It’s widely known that many successful cyber-attacks involve the misuse of an organization’s own privileged accounts, and misuse is enabled by inadequate access management software, policies, or processes. Organizations have turned to cloud infrastructures to enable digital transformation programs. However, by not adequately controlling access to cloud resources, these advancements have opened organizations to a new set of vulnerabilities, which attackers are more than happy to exploit.
Some of the malicious activities that must be detected and controlled are abuse of shared credentials, misuse of elevated privileges by unauthorized users, theft of privileged credentials by cyber-criminals, and abuse of privileges on third-party systems accessed via the cloud.
Traditionally, privileged accounts were mostly given to a small set of administrators who needed access to perform maintenance and upgrade tasks, mostly on networks on-premises or local area networks (LAN). In some cases, senior employees may have also been given elevated access rights for specific tasks. It’s fair to say that this is no longer the case. Privilege management use cases now extend across entire organizations, with users requiring task-based access to data, services, and applications held on legacy systems and multi-cloud-based infrastructures. And, of course, admins still need to perform those traditional privileged tasks.

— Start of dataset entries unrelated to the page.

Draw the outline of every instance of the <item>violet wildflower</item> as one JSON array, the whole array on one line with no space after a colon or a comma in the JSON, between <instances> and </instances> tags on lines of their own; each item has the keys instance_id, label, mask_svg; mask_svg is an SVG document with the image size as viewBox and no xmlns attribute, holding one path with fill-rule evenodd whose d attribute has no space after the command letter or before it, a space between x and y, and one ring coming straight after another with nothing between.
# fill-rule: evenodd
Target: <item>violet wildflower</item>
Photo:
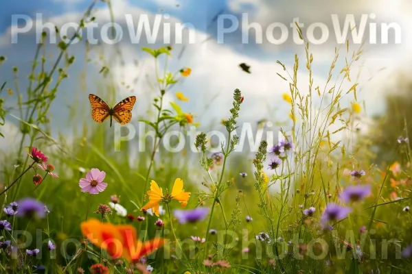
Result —
<instances>
[{"instance_id":1,"label":"violet wildflower","mask_svg":"<svg viewBox=\"0 0 412 274\"><path fill-rule=\"evenodd\" d=\"M41 164L38 164L37 166L38 166L39 169L45 171L50 176L58 178L58 175L53 172L53 171L54 171L54 166L53 164L43 163Z\"/></svg>"},{"instance_id":2,"label":"violet wildflower","mask_svg":"<svg viewBox=\"0 0 412 274\"><path fill-rule=\"evenodd\" d=\"M56 249L56 246L53 244L50 240L49 240L49 242L47 242L47 247L49 247L49 250L54 250Z\"/></svg>"},{"instance_id":3,"label":"violet wildflower","mask_svg":"<svg viewBox=\"0 0 412 274\"><path fill-rule=\"evenodd\" d=\"M268 169L274 170L276 169L280 166L282 163L282 160L279 158L275 158L271 160L271 163L269 164L269 167Z\"/></svg>"},{"instance_id":4,"label":"violet wildflower","mask_svg":"<svg viewBox=\"0 0 412 274\"><path fill-rule=\"evenodd\" d=\"M330 221L339 221L346 218L349 213L352 212L352 208L340 206L333 203L326 205L326 209L321 218L322 223L327 223Z\"/></svg>"},{"instance_id":5,"label":"violet wildflower","mask_svg":"<svg viewBox=\"0 0 412 274\"><path fill-rule=\"evenodd\" d=\"M19 212L16 216L44 218L46 216L44 207L41 202L32 198L26 198L19 201Z\"/></svg>"},{"instance_id":6,"label":"violet wildflower","mask_svg":"<svg viewBox=\"0 0 412 274\"><path fill-rule=\"evenodd\" d=\"M203 221L209 214L209 212L208 208L196 208L190 210L175 210L173 211L173 215L181 224L183 224Z\"/></svg>"},{"instance_id":7,"label":"violet wildflower","mask_svg":"<svg viewBox=\"0 0 412 274\"><path fill-rule=\"evenodd\" d=\"M12 231L12 225L6 220L0 221L0 231L3 229Z\"/></svg>"},{"instance_id":8,"label":"violet wildflower","mask_svg":"<svg viewBox=\"0 0 412 274\"><path fill-rule=\"evenodd\" d=\"M15 201L10 203L10 207L13 210L17 211L17 210L19 209L19 203L17 203Z\"/></svg>"},{"instance_id":9,"label":"violet wildflower","mask_svg":"<svg viewBox=\"0 0 412 274\"><path fill-rule=\"evenodd\" d=\"M365 172L364 170L360 170L360 171L352 171L350 173L350 175L352 177L355 177L356 178L360 178L362 176L365 176L366 175L366 173Z\"/></svg>"},{"instance_id":10,"label":"violet wildflower","mask_svg":"<svg viewBox=\"0 0 412 274\"><path fill-rule=\"evenodd\" d=\"M314 208L314 207L310 207L310 208L309 208L309 209L306 209L306 210L304 210L304 214L311 217L313 216L315 211L316 211L316 208Z\"/></svg>"},{"instance_id":11,"label":"violet wildflower","mask_svg":"<svg viewBox=\"0 0 412 274\"><path fill-rule=\"evenodd\" d=\"M26 253L31 256L36 256L37 254L38 254L38 252L40 252L40 250L38 250L38 249L35 249L33 250L26 249Z\"/></svg>"},{"instance_id":12,"label":"violet wildflower","mask_svg":"<svg viewBox=\"0 0 412 274\"><path fill-rule=\"evenodd\" d=\"M192 240L193 240L195 242L199 242L200 243L203 243L206 241L206 239L204 238L201 238L201 237L198 237L198 236L191 236L190 238L192 238Z\"/></svg>"},{"instance_id":13,"label":"violet wildflower","mask_svg":"<svg viewBox=\"0 0 412 274\"><path fill-rule=\"evenodd\" d=\"M345 203L358 201L371 194L371 186L350 186L346 188L339 195L341 199Z\"/></svg>"},{"instance_id":14,"label":"violet wildflower","mask_svg":"<svg viewBox=\"0 0 412 274\"><path fill-rule=\"evenodd\" d=\"M107 184L103 182L105 177L104 171L100 171L98 169L91 169L86 174L86 178L80 179L79 186L82 188L82 192L98 194L104 191L107 187Z\"/></svg>"},{"instance_id":15,"label":"violet wildflower","mask_svg":"<svg viewBox=\"0 0 412 274\"><path fill-rule=\"evenodd\" d=\"M281 140L279 144L283 147L285 151L293 149L293 144L286 140Z\"/></svg>"},{"instance_id":16,"label":"violet wildflower","mask_svg":"<svg viewBox=\"0 0 412 274\"><path fill-rule=\"evenodd\" d=\"M398 138L398 142L400 144L407 144L409 142L409 139L408 138L404 138L401 136Z\"/></svg>"},{"instance_id":17,"label":"violet wildflower","mask_svg":"<svg viewBox=\"0 0 412 274\"><path fill-rule=\"evenodd\" d=\"M284 147L281 145L277 145L269 150L269 154L279 156L284 151Z\"/></svg>"},{"instance_id":18,"label":"violet wildflower","mask_svg":"<svg viewBox=\"0 0 412 274\"><path fill-rule=\"evenodd\" d=\"M13 215L16 215L17 214L16 211L13 210L12 208L4 208L3 211L5 214L8 217L10 217Z\"/></svg>"},{"instance_id":19,"label":"violet wildflower","mask_svg":"<svg viewBox=\"0 0 412 274\"><path fill-rule=\"evenodd\" d=\"M11 242L12 241L10 240L5 240L4 242L0 242L0 249L5 249L10 246Z\"/></svg>"},{"instance_id":20,"label":"violet wildflower","mask_svg":"<svg viewBox=\"0 0 412 274\"><path fill-rule=\"evenodd\" d=\"M37 149L36 147L32 147L32 153L27 153L29 156L37 163L46 162L47 162L47 158L43 154L40 150Z\"/></svg>"}]
</instances>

This change explains why PAM software, in general, has developed considerably in the last few years. Both new and traditional vendors have responded well to demands for more advanced PAM capabilities suitable for the modern computing era.
Interest in Least Privilege architecture and policies has also grown as organizations look to secure the cloud. Buyers are increasingly aware that a well-configured and up-to-date PAM platform can be an integral part of any such architecture and that the traditional architecture of PAM must be extended to support cloud environments and SaaS applications and services.
The future of business operations will revolve around a new paradigm of a highly dynamic IT architecture that melds multiple cloud platforms with legacy networks on premises, partner networks, and even, in some cases, mainframe installations. This Dynamic Resource Entitlement and Access Management (DREAM) paradigm is what the next iteration of modern PAM platforms (and other identity and data governance tools) must be engineered to support; to deliver secure access and greater business value across a new generation of cloud resources.
These new, ultra-hybrid networks will push existing identity and security frameworks to their limit and call for solutions that provide controlled, rapid access to dynamic, often ephemeral resources, wherever they exist.
For PAM vendors, this has meant including Cloud Infrastructure Entitlement Management (CIEM) capabilities as the first step towards fulfilling the DREAM paradigm and extend the reach of privileged access into dynamic environments. To be successful, l however, they must operate at the speed and service levels that users expect, provide unified access across all cloud platforms, and deliver the advanced monitoring and controls of privileged access in the cloud.